The Labor Party chairman never was a left-wing party, but rather a centrist one, its chairwoman Shelly Yacimovich asserted on Thursday.

In an interview with the settlement-movement radio station Arutz Sheva, Yacimovich said that calling Labor a left-wing party is a historical injustice. "Labor has always drawn its power from being a centrist party. There have been both hawks and doves within its ranks, and there has always been an argument among them. Labor has always drawn its power from advocating peace, but pragmatically," she said.

Over the last few months, Yacimovich has been courting right-leaning voters, mostly because of an in-depth poll conducted for her party, which suggests that Likud could lose five Knesset seats to Labor in the coming election.

In addition, Yacimovich has recently been expressing intentions to implement a policy similar to that of Prime Minister Benjamin Netanyahu, regarding negotiations with the Palestinians.

Yacimovich told her interviewer that she appreciates the settler community. “I have appreciation for an ideological community, and I believe that any policy move must be based on national consensus and not come from a place of hatred, hostility or disrespect.

“The Labor party’s pragmatic view is two states for two peoples, a permanent arrangement with the Palestinians, as well as determining borders and territorial exchanges that would retain the settlement blocs and 80 percent of the settlers. The opposite of this arrangement would be a single state, and that would be a danger to a Jewish and democratic state.” Yacimovich used the words “hityashvut” and “mityashvim,” which are less politically charged words for “settlement” and “settlers” than the more commonly used “hitnahlut” and “mitnahlim.”

Some 83 Labor party members are expected to run for a spot on the party’s Knesset list.
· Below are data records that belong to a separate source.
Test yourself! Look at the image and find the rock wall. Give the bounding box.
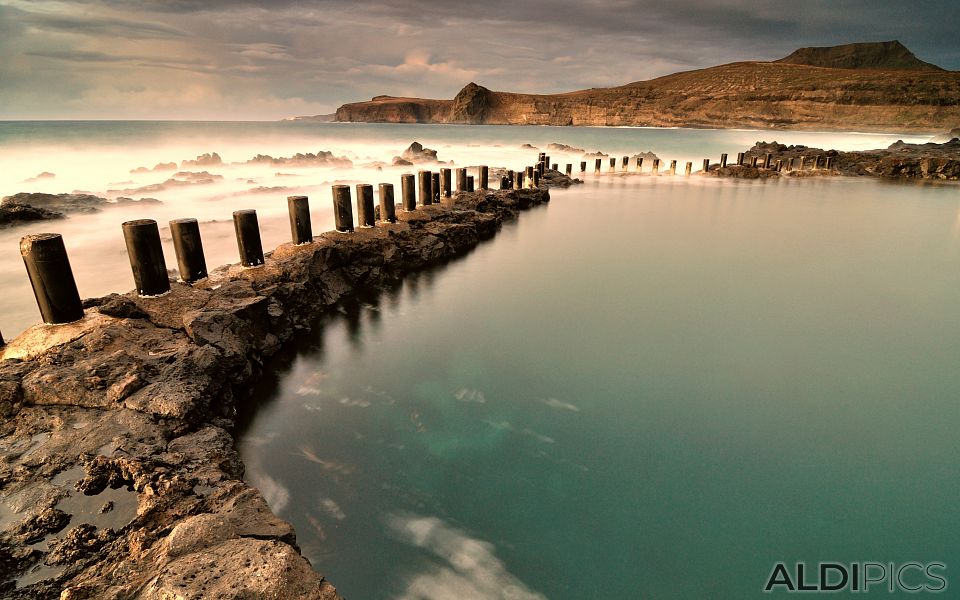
[0,178,570,600]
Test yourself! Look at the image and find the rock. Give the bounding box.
[179,152,223,170]
[0,201,64,227]
[0,192,107,213]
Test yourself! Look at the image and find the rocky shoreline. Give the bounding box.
[706,138,960,181]
[0,170,574,599]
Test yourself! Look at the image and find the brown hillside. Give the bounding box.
[337,41,960,132]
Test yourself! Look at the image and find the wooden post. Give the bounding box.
[287,196,313,245]
[170,219,207,283]
[380,183,397,223]
[417,171,433,206]
[333,184,356,231]
[440,167,453,198]
[400,173,417,212]
[122,219,170,297]
[233,208,263,267]
[20,233,83,325]
[357,183,377,227]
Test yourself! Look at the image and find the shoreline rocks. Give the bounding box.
[0,177,570,600]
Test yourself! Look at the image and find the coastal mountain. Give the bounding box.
[336,41,960,133]
[774,40,943,71]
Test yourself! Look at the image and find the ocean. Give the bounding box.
[0,123,960,599]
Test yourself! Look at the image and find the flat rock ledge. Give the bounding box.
[0,180,570,600]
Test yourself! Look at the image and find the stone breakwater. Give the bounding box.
[0,175,574,599]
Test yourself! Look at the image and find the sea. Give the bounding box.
[0,122,960,600]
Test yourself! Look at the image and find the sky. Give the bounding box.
[0,0,960,120]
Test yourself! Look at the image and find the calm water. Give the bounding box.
[0,121,928,339]
[234,171,960,599]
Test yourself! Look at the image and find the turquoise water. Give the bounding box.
[239,171,960,599]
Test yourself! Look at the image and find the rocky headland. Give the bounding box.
[0,170,571,599]
[336,41,960,132]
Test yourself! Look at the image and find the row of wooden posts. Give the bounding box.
[556,152,833,177]
[0,166,512,346]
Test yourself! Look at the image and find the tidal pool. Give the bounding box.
[239,172,960,599]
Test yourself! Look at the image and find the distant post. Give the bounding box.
[417,171,433,206]
[400,173,417,212]
[122,219,170,296]
[333,184,356,231]
[357,183,376,227]
[20,233,83,325]
[380,183,397,223]
[440,167,453,198]
[170,219,207,283]
[233,208,263,267]
[287,196,313,245]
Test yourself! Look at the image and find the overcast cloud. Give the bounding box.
[0,0,960,119]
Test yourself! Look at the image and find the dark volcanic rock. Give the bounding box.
[0,202,64,227]
[0,179,570,600]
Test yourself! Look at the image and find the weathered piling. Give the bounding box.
[122,219,170,297]
[233,208,263,267]
[170,219,210,283]
[333,184,356,231]
[417,170,433,206]
[400,173,417,212]
[379,183,397,223]
[20,233,83,325]
[287,196,313,245]
[357,183,377,227]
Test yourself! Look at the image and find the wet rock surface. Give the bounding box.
[709,139,960,181]
[0,180,571,599]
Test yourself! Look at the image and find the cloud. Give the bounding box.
[386,514,545,600]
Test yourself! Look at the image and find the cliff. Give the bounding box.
[336,42,960,132]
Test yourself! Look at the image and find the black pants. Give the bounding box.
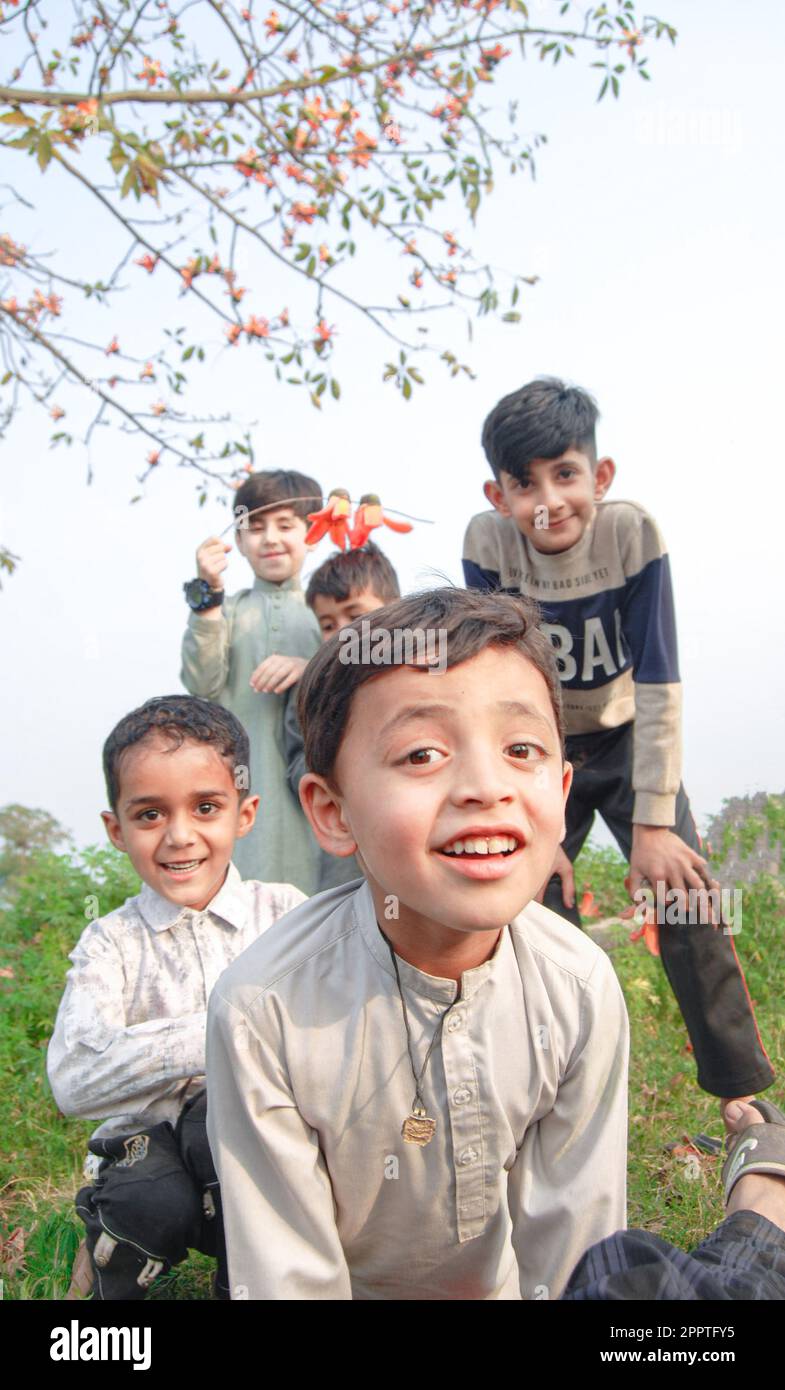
[76,1091,229,1301]
[545,724,774,1097]
[561,1211,785,1302]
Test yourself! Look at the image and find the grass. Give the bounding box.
[0,798,785,1300]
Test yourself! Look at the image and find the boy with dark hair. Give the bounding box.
[47,695,303,1300]
[283,541,400,892]
[207,588,627,1300]
[464,378,772,1099]
[182,468,321,892]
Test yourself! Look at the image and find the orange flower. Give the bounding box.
[136,58,167,88]
[349,131,377,168]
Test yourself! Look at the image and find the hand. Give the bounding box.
[250,656,308,695]
[196,535,232,589]
[535,845,575,908]
[627,826,720,924]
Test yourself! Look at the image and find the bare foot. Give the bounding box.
[724,1101,785,1230]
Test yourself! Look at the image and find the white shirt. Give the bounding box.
[207,884,628,1300]
[47,865,304,1134]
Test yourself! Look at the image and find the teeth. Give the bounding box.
[443,835,518,855]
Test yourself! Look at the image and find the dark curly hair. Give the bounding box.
[482,377,600,482]
[297,587,564,781]
[103,695,250,812]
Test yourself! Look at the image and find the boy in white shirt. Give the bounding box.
[207,588,628,1300]
[47,695,303,1300]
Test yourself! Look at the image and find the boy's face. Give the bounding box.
[485,449,615,555]
[311,589,386,642]
[238,503,307,584]
[101,734,258,912]
[303,646,572,942]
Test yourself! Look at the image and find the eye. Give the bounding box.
[507,744,547,763]
[403,748,445,767]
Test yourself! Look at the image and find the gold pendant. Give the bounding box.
[400,1109,436,1148]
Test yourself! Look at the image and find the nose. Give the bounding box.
[167,810,196,849]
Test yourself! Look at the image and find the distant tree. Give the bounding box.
[0,0,675,517]
[0,803,72,890]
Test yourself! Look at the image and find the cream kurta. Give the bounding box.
[47,865,303,1134]
[181,578,320,894]
[207,884,628,1300]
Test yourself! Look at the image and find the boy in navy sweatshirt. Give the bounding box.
[463,378,774,1099]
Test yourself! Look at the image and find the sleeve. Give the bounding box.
[47,927,207,1119]
[621,514,681,826]
[181,599,233,701]
[463,514,500,589]
[283,685,307,806]
[207,986,352,1301]
[507,954,629,1300]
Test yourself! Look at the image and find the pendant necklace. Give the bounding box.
[379,927,456,1148]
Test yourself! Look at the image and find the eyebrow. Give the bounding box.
[125,791,228,810]
[379,699,554,738]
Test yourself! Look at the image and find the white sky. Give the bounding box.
[0,0,785,844]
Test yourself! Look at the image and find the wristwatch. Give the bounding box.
[182,580,224,613]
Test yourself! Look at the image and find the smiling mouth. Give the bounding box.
[161,859,204,874]
[436,834,522,859]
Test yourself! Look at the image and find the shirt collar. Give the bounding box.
[253,574,303,594]
[138,863,247,931]
[352,883,510,1004]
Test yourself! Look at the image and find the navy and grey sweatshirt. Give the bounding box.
[463,502,681,826]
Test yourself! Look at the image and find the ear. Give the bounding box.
[101,810,128,855]
[482,478,513,517]
[595,457,615,502]
[299,773,357,859]
[236,796,258,840]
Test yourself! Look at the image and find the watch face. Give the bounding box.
[183,580,208,607]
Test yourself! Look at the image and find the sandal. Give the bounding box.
[722,1101,785,1202]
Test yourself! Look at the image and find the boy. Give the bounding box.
[47,695,303,1300]
[207,588,627,1300]
[182,470,321,892]
[464,378,774,1099]
[283,541,400,892]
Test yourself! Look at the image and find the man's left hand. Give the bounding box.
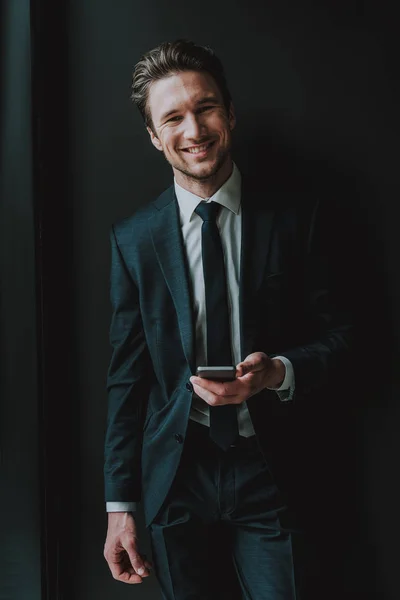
[190,352,286,406]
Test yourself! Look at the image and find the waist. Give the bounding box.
[186,419,258,449]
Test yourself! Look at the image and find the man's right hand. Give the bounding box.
[104,512,152,583]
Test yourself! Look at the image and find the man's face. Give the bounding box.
[147,71,235,183]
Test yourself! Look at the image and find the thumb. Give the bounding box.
[236,352,268,377]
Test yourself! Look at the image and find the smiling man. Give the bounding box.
[105,40,351,600]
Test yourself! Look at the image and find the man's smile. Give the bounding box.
[182,142,215,155]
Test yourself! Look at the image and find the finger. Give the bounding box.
[125,542,150,577]
[193,384,243,406]
[190,375,238,396]
[236,353,267,377]
[106,551,142,583]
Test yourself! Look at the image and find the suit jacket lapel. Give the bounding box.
[150,186,195,373]
[239,183,274,360]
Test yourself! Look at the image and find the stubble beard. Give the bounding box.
[163,147,230,182]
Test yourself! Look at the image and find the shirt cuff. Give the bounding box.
[268,356,295,402]
[106,502,137,512]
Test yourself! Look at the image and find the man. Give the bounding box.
[105,40,351,600]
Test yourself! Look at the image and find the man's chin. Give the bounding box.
[174,161,227,181]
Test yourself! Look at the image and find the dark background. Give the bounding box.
[0,0,400,600]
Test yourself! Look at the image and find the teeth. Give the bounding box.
[188,144,209,154]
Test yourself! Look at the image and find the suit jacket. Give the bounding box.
[104,181,352,525]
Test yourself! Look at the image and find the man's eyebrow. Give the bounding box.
[160,95,220,121]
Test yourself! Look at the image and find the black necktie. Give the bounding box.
[195,202,239,450]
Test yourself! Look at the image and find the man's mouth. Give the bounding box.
[183,142,214,154]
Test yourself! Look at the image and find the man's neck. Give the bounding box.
[174,158,233,198]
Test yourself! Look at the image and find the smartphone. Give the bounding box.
[196,365,236,381]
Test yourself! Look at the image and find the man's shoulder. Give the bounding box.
[112,186,174,236]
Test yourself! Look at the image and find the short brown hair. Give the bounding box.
[131,39,231,129]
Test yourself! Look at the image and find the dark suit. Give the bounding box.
[105,176,351,596]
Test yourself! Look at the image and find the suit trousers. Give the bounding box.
[149,421,296,600]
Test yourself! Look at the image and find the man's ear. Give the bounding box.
[228,102,236,131]
[146,127,162,151]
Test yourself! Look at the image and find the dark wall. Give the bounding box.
[0,0,41,600]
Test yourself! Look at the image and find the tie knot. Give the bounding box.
[194,201,221,221]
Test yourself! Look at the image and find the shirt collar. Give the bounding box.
[174,163,242,222]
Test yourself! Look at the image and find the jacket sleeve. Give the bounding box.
[104,228,152,502]
[279,198,354,398]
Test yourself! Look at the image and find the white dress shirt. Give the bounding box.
[107,164,295,512]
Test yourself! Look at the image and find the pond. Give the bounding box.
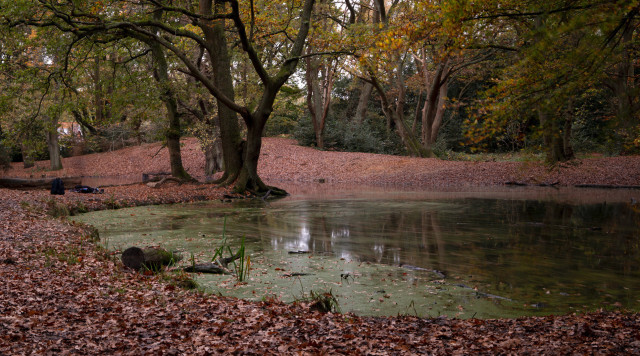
[76,188,640,318]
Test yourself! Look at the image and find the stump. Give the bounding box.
[121,246,181,271]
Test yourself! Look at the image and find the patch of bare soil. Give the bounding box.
[0,139,640,355]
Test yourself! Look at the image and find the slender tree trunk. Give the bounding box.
[47,115,62,171]
[148,11,193,180]
[538,110,567,164]
[305,51,334,148]
[93,54,104,123]
[562,100,575,160]
[355,82,373,124]
[421,59,448,157]
[22,143,36,168]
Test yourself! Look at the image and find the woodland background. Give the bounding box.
[0,0,640,190]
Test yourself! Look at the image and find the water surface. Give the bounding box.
[75,190,640,318]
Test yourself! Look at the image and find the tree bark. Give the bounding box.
[200,0,243,185]
[305,47,334,148]
[148,10,193,180]
[355,82,373,124]
[21,143,36,169]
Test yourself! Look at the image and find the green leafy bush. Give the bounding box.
[294,117,404,154]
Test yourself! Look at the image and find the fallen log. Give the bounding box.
[0,177,82,189]
[142,172,171,183]
[576,184,640,189]
[121,246,182,271]
[182,262,230,274]
[182,251,241,274]
[147,177,183,188]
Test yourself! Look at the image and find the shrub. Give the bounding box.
[294,117,404,154]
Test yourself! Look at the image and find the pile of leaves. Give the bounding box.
[5,138,640,188]
[0,185,640,355]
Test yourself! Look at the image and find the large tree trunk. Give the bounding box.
[21,143,36,169]
[47,119,62,171]
[200,0,243,185]
[204,139,224,176]
[148,11,193,180]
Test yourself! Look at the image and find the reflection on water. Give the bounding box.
[74,189,640,317]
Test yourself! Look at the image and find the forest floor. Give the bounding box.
[0,138,640,355]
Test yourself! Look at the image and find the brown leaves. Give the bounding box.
[0,139,640,355]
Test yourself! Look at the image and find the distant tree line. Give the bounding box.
[0,0,640,189]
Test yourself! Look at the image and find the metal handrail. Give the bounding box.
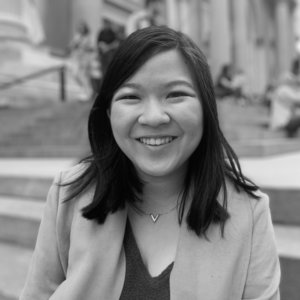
[0,65,67,102]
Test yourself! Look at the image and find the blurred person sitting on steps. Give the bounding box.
[269,59,300,137]
[125,0,166,36]
[20,26,280,300]
[97,19,119,76]
[215,64,247,103]
[69,21,93,101]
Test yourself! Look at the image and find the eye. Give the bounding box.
[167,91,196,99]
[115,94,140,101]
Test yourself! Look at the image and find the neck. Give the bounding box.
[141,168,185,212]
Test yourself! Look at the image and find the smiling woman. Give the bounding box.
[20,27,280,300]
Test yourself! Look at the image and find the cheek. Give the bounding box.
[180,102,203,138]
[109,105,133,142]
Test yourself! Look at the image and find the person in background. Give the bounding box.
[97,19,120,74]
[20,26,280,300]
[269,59,300,137]
[69,21,93,101]
[125,0,166,36]
[215,64,247,101]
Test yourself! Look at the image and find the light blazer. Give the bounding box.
[20,166,280,300]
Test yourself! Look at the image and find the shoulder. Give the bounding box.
[227,184,270,235]
[48,163,94,213]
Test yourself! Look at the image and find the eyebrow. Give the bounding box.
[119,79,194,89]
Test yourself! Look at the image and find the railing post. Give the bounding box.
[59,66,67,102]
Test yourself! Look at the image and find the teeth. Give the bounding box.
[139,136,174,146]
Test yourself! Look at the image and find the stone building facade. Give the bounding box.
[0,0,296,93]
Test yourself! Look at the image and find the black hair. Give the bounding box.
[62,26,258,236]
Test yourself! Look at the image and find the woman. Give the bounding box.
[21,27,280,300]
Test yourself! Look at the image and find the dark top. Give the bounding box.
[120,220,174,300]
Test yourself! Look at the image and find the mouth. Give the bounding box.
[136,136,176,146]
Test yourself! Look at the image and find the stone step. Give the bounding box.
[0,196,45,249]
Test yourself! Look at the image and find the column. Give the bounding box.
[275,0,294,73]
[229,0,248,69]
[166,0,180,30]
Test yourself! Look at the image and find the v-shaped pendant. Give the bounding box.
[150,214,160,223]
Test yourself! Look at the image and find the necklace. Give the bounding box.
[130,203,178,223]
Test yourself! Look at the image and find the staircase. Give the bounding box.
[0,43,89,106]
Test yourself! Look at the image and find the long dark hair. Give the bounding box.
[62,27,258,236]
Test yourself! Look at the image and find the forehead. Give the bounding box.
[127,49,193,84]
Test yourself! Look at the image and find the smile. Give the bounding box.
[137,136,175,146]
The party’s central election committee Thursday approved their candidacies, including the group of young, influential “rising stars” that recently joined the party, even though most of them have not been party members for at least six months as required by the party bylaws.

Thus, Merav Michaeli’s candidacy was approved, although sources close to Yacimovich have hinted recently that they would have preferred not to allow Michaeli to run. (Michaeli, a journalist and social activist, is a columnist for Haaretz.) “There are more than a few people trying to take advantage of the party’s momentum in the polls to gain a seat in the Knesset at the expense of people who have been party loyalists for years,” said Labor party officials.

The committee also approved the candidacies of social protest leaders Stav Shaffir and Itzik Shmuli; journalist Miki Rosenthal; businessman Erel Margalit; former commander of the Sayeret Matkal commando unit, Omer Bar Lev; educator Hili Tropper; executive director of the Israel Movement for Progressive Judaism, Rabbi Gilad Kariv; and two Kadima MKs, Nino Abesadze and Nachman Shai.